Os velhotes? Esses sabem ser felizes!

Nesta semana voltei a um hábito que havia perdido que é ser frequentadora dos transportes públicos. Muito mudou desde o tempo em que os batia a toda a hora e na verdade para melhor. O facto dos preços serem mais acessíveis leva a que certas pessoas aproveitem a janela de oportunidade e saiam de casa. É o caso dos mais idosos que assim arejam os corpos e as mentes.

Viajar nestes carros grandes é sempre uma vantagem. Abre a mente para o que se passa mesmo ao lado e que costuma passar despercebido. Na verdade, faz bem à alma e ginástica o coração. Há tanta vida maravilhosa que nos faz entender como somos apenas poeira insignificante, mas, ao mesmo tempo, poderosa. Incompatível? Nem por isso.

Ontem entraram dois velhotes e sentaram-se onde havia lugar. Ela primeiro, que ele teve esse cuidado, seguindo-se ele, no banco mais afastado. Contudo esteve sempre de olho atento para a senhora. Vagou um lugar ao lado dele e chamou-a. Ela levantou-se, apoiada na mão dele e sentou-se ao seu lado. Não largaram as mãos. Não sei que idade teriam, mas certamente mais de 80 anos. Uma delícia para a vista e para aquele botão que faz chorar.

Saíram na mesma paragem que eu e entraram no comboio. Não resisti e fiquei como se fosse a sombra deste par tão interessante. Quando o comboio chegou ajudou-a a subir e só depois de ela estar sentada ele se sentou.

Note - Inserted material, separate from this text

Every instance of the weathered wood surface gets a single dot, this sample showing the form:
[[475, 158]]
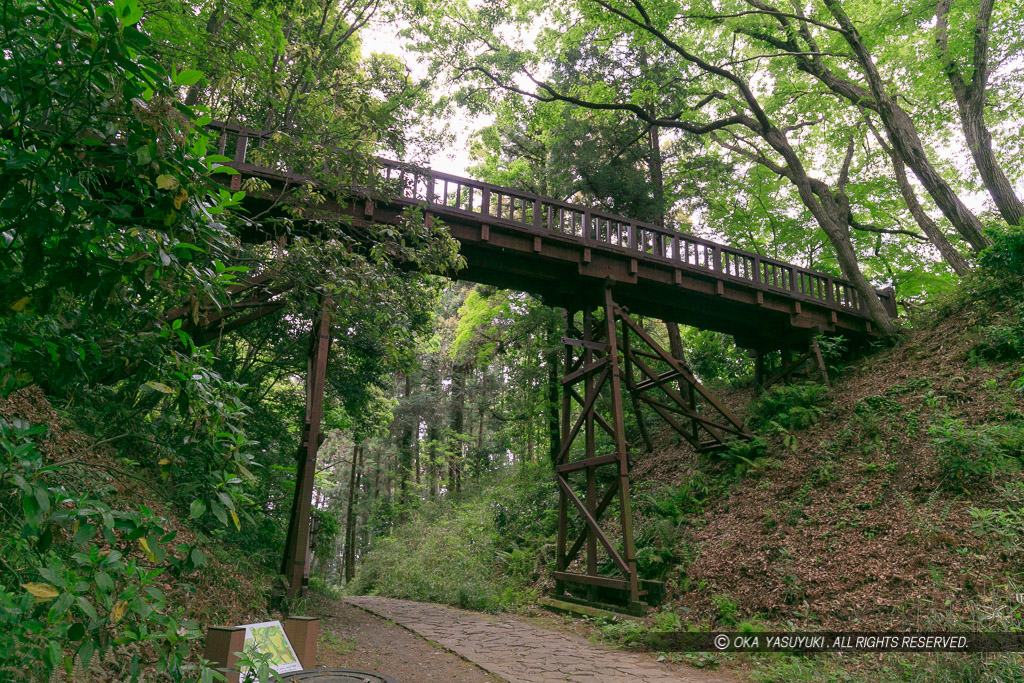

Um verdadeiro cavalheiro que deve ter sido o tal cavaleiro andante da bela donzela com quem casou. Eu aproveito e invento logo histórias.

Falavam baixinho e tratavam-se por “meu Amor” e “minha Querida“. Ela, de olhos enormes e fascinantes, ainda o conseguia encantar. Ele, de cabelo branco farto e penteado com estilo, era o anjo da guarda daquela mulher bem-afortunada. Havia ali muito energia positiva e muito amor para dar. Sorte minha que tive a possibilidade de os conhecer.

Fiquei a pensar em como as relações humanas são complicadas e difíceis de entender. Afinal é tudo tão simples como dar a mão e seguir em frente na vida.  Como se terão conhecido aqueles velhotes? Continuavam juntos. Emanavam felicidade. Certamente que terão tido desavenças, que a perfeição é um pôr do sol e acaba depressa, mas tiveram a sapiência e a sagacidade para lhes encontrar soluções.

Hoje em dia, vivemos numa sociedade de consumo, de usar e deitar fora. Como se pode ignorar alguém com quem se teve algo de importante? É certo e sabido que os sentimentos mudam, que o amor se pode esgotar e que outros amores possam surgir. Entendo. O que me faz confusão é o esquecimento que certas pessoas sofrem. Particularmente os casais que se separam e que usam os filhos como aríete. Não compreendo de todo.

E regresso aos meus velhinhos. Imagino-os novos e frescos, cheios de sangue na guelra e afoitos como nenhuns. Aventuram-se no amor como se esse fosse um sentimento que se aprendesse com facilidade. É necessário ser cuidado, regado com delicadeza e guardado em cofre com código especial. A educação sentimental é tão importante! Somos sempre seres pequeninos que buscam um porto de abrigo e o amor é tão potente que sabe albergar.

Recordo como estamos perdidos e ignorantes. Diria mais: somos analfabetos emocionais. Não percebem? Basta dar uma vista de olhos pelos títulos dos jornais e a luz acende-se. “Marido mata mulher com requintes de malvadez”, “Mulher encena morte de marido para se ilibar”, “Criança raptada pelo pai”, “Criança morre afogada enquanto pais estavam em festa” e tantos outros. Será que soubemos crescer sentimentalmente ou ainda nem chegámos ao pré-escolar?

E sem querer sinto uma certa inveja do par amoroso que acompanhei ontem. Talvez tenha a oportunidade de os voltar a ver hoje. Quem sabe? Não é que acredite em príncipes encantados nem em fadas, mas o certo é os sapos e as bruxas más, daquelas mesmo carregadas de verrugas e maçãs cheias de veneno, são o pão nosso de cada dia e a cada mordida injectam cada vez mais raivas, ódios e outras coisinhas que fazem mal à pele e sobretudo ao coração.